“Strauss: Metamorphoses & Wind Sonatina No. 1” is the second album in a series of six that the Mozarteumorchester Salzburg will release on the Berlin Classics label until 2025. For this album, the orchestra has chosen the internationally renowned conductor Riccardo Minasi. Originally, a concert under his baton was to take place at Salzburg’s “Großes Festspielhaus” in the 2020/21 season, but like so many events, it had to be canceled. Instead, the decision was made to record with repertoire whose instrumentation sizes were appropriate to the conditions: Richard Strauss “Metamorphosen” for 23 solo strings and the first Sonatina for 16 wind instruments. The repertoire thus selected highlights the individual sections of the orchestra, strings and winds, and illustrates the orchestra’s flexibility in seemingly effortlessly realigning itself for the repertoire at hand. It further demonstrates that the orchestra’s constant preoccupation with its core repertoire informs its approach to the music of later eras – impressively heard on the current album of High Romantic music by the late Richard Stauss.
However, the decision for the first wind sonatina is also a link to the first album “Mozart: Serenades”. “Gran Partita”, Mozart’s serenade for winds, served Strauss as a model for the wind sonatina. The designation sonatina is just as much a trivialization as the assignment of Mozart’s work to the genre of the serenade. Measured by the musical content, it is rather a full-blown wind symphony. Strauss composed it after recovering from a severe case of the flu and commented on it with the subtitle “From the workshop of an invalid.” In general, Strauss likes to refer to his late instrumental works as “workshop works, so that the right wrist, freed from the baton, does not fall asleep prematurely.” And so the circle of understatements closes.

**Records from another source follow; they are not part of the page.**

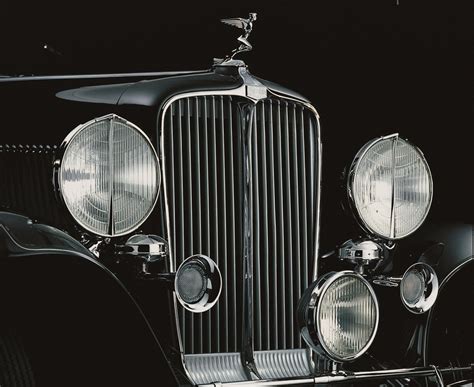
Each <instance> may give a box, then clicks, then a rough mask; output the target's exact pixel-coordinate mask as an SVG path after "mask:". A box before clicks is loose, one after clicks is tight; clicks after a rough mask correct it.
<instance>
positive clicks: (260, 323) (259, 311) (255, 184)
mask: <svg viewBox="0 0 474 387" xmlns="http://www.w3.org/2000/svg"><path fill="white" fill-rule="evenodd" d="M252 125H253V129H252V140H251V149H252V157H251V159H252V177H251V179H252V185H253V205H254V208H253V219H252V220H253V229H252V233H253V240H252V241H253V246H252V255H253V261H254V264H253V267H254V272H255V273H254V296H255V297H254V302H253V305H254V316H255V324H254V325H255V326H254V332H255V345H256V346H257V347H259V348H260V347H261V346H262V332H261V329H260V327H261V321H262V313H261V311H262V300H261V297H260V275H261V270H260V218H261V213H260V186H259V171H258V168H259V167H258V164H259V158H258V151H259V149H258V147H257V146H258V132H259V130H258V129H257V113H256V112H254V114H253V122H252Z"/></svg>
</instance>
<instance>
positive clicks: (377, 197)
mask: <svg viewBox="0 0 474 387" xmlns="http://www.w3.org/2000/svg"><path fill="white" fill-rule="evenodd" d="M255 20H256V14H250V15H249V18H248V19H243V18H235V19H225V20H223V21H224V22H225V23H227V24H230V25H232V26H235V27H238V28H241V29H242V30H243V33H242V35H241V36H240V37H239V39H238V40H239V47H238V48H237V49H235V50H234V51H233V52H232V53H231V54H230V55H229V56H228V57H226V58H224V59H219V60H215V61H214V65H213V66H212V68H211V69H210V70H206V71H196V72H176V73H173V72H167V73H141V74H135V73H133V74H109V75H84V76H25V77H3V78H0V98H1V101H2V105H1V106H2V107H1V109H2V134H1V136H2V140H1V144H2V145H0V181H1V189H0V208H1V212H0V290H1V291H0V308H1V315H0V385H1V386H2V387H4V386H24V387H26V386H34V385H38V386H41V385H44V386H56V385H58V386H85V385H94V386H95V385H97V386H122V385H128V386H148V385H150V386H152V385H153V386H155V385H158V386H185V385H186V386H188V385H198V386H216V387H217V386H273V385H278V386H290V385H291V386H297V385H302V386H303V385H308V386H311V385H316V384H332V383H339V384H340V383H343V384H344V383H345V384H355V383H359V384H362V385H397V386H399V385H428V384H435V385H436V384H437V385H448V384H449V385H453V386H454V385H456V386H468V385H471V386H472V379H473V374H472V372H473V365H472V363H474V357H473V345H472V344H473V341H472V340H473V332H474V329H472V328H473V327H472V318H469V316H468V315H465V309H466V306H468V305H469V304H470V305H471V309H472V300H473V299H474V298H473V296H474V294H473V286H472V278H473V275H474V261H473V253H472V227H471V226H470V225H466V224H464V225H463V224H456V225H452V224H437V225H435V226H434V225H433V226H430V227H422V228H420V226H421V225H422V224H423V223H424V221H425V218H426V217H427V215H428V212H429V210H430V206H431V203H432V198H433V192H434V191H435V190H436V182H433V178H432V174H431V172H430V167H429V162H430V160H427V159H426V158H425V156H424V155H423V153H422V151H421V150H420V149H419V148H418V147H417V146H416V145H414V144H412V143H411V142H410V141H409V140H407V139H406V138H405V137H404V136H402V135H399V134H397V133H393V134H387V133H380V136H379V137H377V138H364V137H363V136H361V138H360V143H359V144H358V147H360V151H359V152H358V153H357V154H354V155H352V157H351V158H352V159H353V161H352V163H351V164H350V165H348V166H347V168H346V170H345V172H344V177H343V179H342V180H341V187H329V186H328V185H327V184H326V185H325V186H324V189H328V190H332V191H334V192H336V191H337V190H339V189H340V192H343V195H342V196H343V199H344V200H343V203H344V204H345V210H346V212H348V213H350V214H353V218H354V225H355V227H354V228H355V229H357V230H358V231H357V232H356V233H354V237H353V238H352V239H350V240H344V239H342V236H341V237H340V238H341V239H340V240H339V243H338V245H337V246H334V247H333V249H332V250H330V251H320V241H319V238H320V230H321V228H322V227H324V224H320V213H321V192H322V186H321V181H322V173H324V172H323V171H324V166H323V165H322V136H321V133H320V125H319V117H318V113H317V111H316V109H315V108H314V107H313V106H312V105H311V103H310V102H309V101H308V100H307V99H306V98H305V97H303V96H302V95H300V94H298V93H296V92H294V91H292V90H290V89H287V88H286V87H283V86H280V85H278V84H275V83H272V82H270V81H267V80H265V79H261V78H258V77H255V76H253V75H251V74H250V72H249V70H248V68H247V66H246V64H245V63H244V62H243V61H241V60H239V59H237V58H236V57H237V55H238V54H239V53H241V52H242V51H249V50H250V49H251V48H252V46H251V44H250V43H249V35H250V33H251V31H252V25H253V23H254V22H255ZM408 136H409V134H408ZM333 199H334V200H335V201H336V200H339V199H338V196H337V195H334V198H333Z"/></svg>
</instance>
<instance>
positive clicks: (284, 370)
mask: <svg viewBox="0 0 474 387" xmlns="http://www.w3.org/2000/svg"><path fill="white" fill-rule="evenodd" d="M254 359H255V365H256V367H257V369H258V372H259V374H260V376H261V378H262V379H283V378H295V377H301V376H306V375H310V374H311V359H310V353H309V352H308V350H307V349H304V348H303V349H285V350H272V351H255V353H254Z"/></svg>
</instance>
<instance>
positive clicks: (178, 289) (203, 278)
mask: <svg viewBox="0 0 474 387" xmlns="http://www.w3.org/2000/svg"><path fill="white" fill-rule="evenodd" d="M221 290H222V276H221V272H220V270H219V268H218V267H217V265H216V264H215V263H214V261H213V260H212V259H210V258H209V257H206V256H205V255H201V254H196V255H191V256H190V257H188V258H187V259H185V260H184V261H183V263H181V265H179V268H178V270H177V271H176V275H175V279H174V291H175V294H176V298H177V299H178V301H179V303H180V304H181V305H182V306H183V307H184V308H185V309H187V310H189V311H190V312H194V313H202V312H205V311H207V310H209V309H211V308H212V307H213V306H214V304H215V303H216V302H217V300H218V299H219V296H220V294H221Z"/></svg>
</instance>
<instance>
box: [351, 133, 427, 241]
mask: <svg viewBox="0 0 474 387" xmlns="http://www.w3.org/2000/svg"><path fill="white" fill-rule="evenodd" d="M347 189H348V196H349V198H350V200H351V204H352V207H353V208H354V209H355V211H356V213H357V215H358V219H359V221H360V223H361V225H362V226H363V227H364V228H365V229H366V231H368V232H371V233H374V234H376V235H378V236H380V237H382V238H386V239H390V240H395V239H400V238H404V237H406V236H408V235H410V234H411V233H413V232H414V231H415V230H416V229H418V227H420V226H421V224H422V223H423V221H424V220H425V218H426V216H427V215H428V211H429V209H430V206H431V201H432V198H433V179H432V176H431V172H430V169H429V167H428V163H427V162H426V159H425V157H424V156H423V153H421V151H420V150H419V149H418V148H417V147H415V146H414V145H412V144H410V143H409V142H408V141H406V140H404V139H402V138H400V137H399V136H398V134H393V135H390V136H385V137H380V138H377V139H375V140H372V141H370V142H369V143H367V144H366V145H365V146H364V147H362V149H361V150H360V151H359V152H358V154H357V155H356V157H355V159H354V161H353V163H352V166H351V168H350V171H349V176H348V187H347Z"/></svg>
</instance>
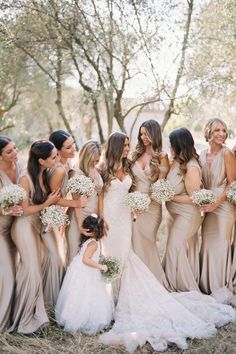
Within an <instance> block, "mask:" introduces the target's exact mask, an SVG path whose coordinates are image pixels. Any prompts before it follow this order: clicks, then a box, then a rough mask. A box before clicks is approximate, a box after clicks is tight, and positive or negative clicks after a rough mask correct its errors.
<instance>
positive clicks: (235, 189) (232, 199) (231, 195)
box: [226, 181, 236, 205]
mask: <svg viewBox="0 0 236 354" xmlns="http://www.w3.org/2000/svg"><path fill="white" fill-rule="evenodd" d="M226 196H227V199H228V201H229V202H230V203H232V204H234V205H236V181H234V182H232V183H231V185H230V187H229V190H228V192H227V193H226Z"/></svg>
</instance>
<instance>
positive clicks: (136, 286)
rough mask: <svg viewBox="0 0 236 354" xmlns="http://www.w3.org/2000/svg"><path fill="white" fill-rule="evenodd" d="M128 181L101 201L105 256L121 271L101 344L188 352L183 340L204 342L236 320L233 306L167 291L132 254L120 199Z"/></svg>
mask: <svg viewBox="0 0 236 354" xmlns="http://www.w3.org/2000/svg"><path fill="white" fill-rule="evenodd" d="M130 186H131V178H130V177H129V176H126V178H125V179H124V180H123V181H120V180H119V179H115V180H112V182H111V185H110V187H109V189H108V192H107V193H106V194H105V197H104V216H105V219H106V221H107V222H108V225H109V233H108V236H107V237H105V238H103V253H104V254H105V255H113V256H118V257H120V259H121V261H122V265H123V273H122V277H121V282H120V289H119V297H118V304H117V307H116V311H115V323H114V325H113V328H112V329H111V330H110V331H109V332H107V333H104V334H102V335H101V336H100V337H99V340H100V341H101V342H102V343H105V344H112V345H114V344H123V345H125V346H126V348H127V349H128V350H129V351H130V352H132V351H134V350H135V349H136V348H137V346H138V345H140V346H142V345H143V344H145V342H149V343H150V344H151V345H152V347H153V348H154V349H155V350H159V351H164V350H165V349H166V348H167V346H168V343H175V344H176V345H177V346H178V347H180V348H181V349H185V348H187V338H208V337H210V336H212V335H214V334H215V333H216V328H215V327H218V326H222V325H224V324H225V323H227V322H230V321H235V319H236V315H235V314H236V312H235V311H234V310H233V308H232V307H230V306H227V305H222V304H219V303H217V302H216V301H215V300H214V299H213V298H212V297H210V296H207V295H202V294H201V293H199V292H197V291H193V292H187V293H186V292H185V293H169V292H168V291H167V290H166V289H165V288H164V287H163V286H162V285H161V284H160V283H159V282H158V281H157V279H156V278H155V277H154V275H153V274H152V273H151V272H150V270H149V269H148V268H147V267H146V266H145V265H144V263H142V261H141V260H140V259H139V258H138V257H137V256H136V255H135V254H134V252H133V251H132V250H131V215H130V213H129V212H128V211H127V209H126V207H125V206H124V204H123V203H124V197H125V195H126V194H127V193H128V190H129V188H130Z"/></svg>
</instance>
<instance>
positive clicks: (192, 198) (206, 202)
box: [191, 189, 216, 216]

However, the new album does not begin with the first wind sonatina, but with the equally beautiful and sad “Metamorphosen”. The destruction at the end of World War 2 led Strauss into a despairing mood “My beautiful Dresden-Weimar-Munich, all gone!” In this troubled emotional state, Strauss begins to write a septet for strings, which he expands into a large work for 23 solo strings after receiving an official commission from the Swiss conductor Paul Sacher. In the last bars, a musical quotation from Beethoven’s “Eroica” is heard – the funeral march theme, with which Strauss once again emphasizes his personal consternation. All these feelings are made perceptible by the extremely differentiated interpretation of conductor and orchestra.
The Mozarteum Orchestra Salzburg, founded with the participation of Constanze Mozart in 1841, today enjoys the highest reputation worldwide for its lively and stylistically conscious Mozart interpretations. This album shows that the orchestra can easily operate beyond this core repertoire and is quite justifiably now also appreciated for interpretations of 19th/20th and 21st century music. A successful look over the repertoire horizon!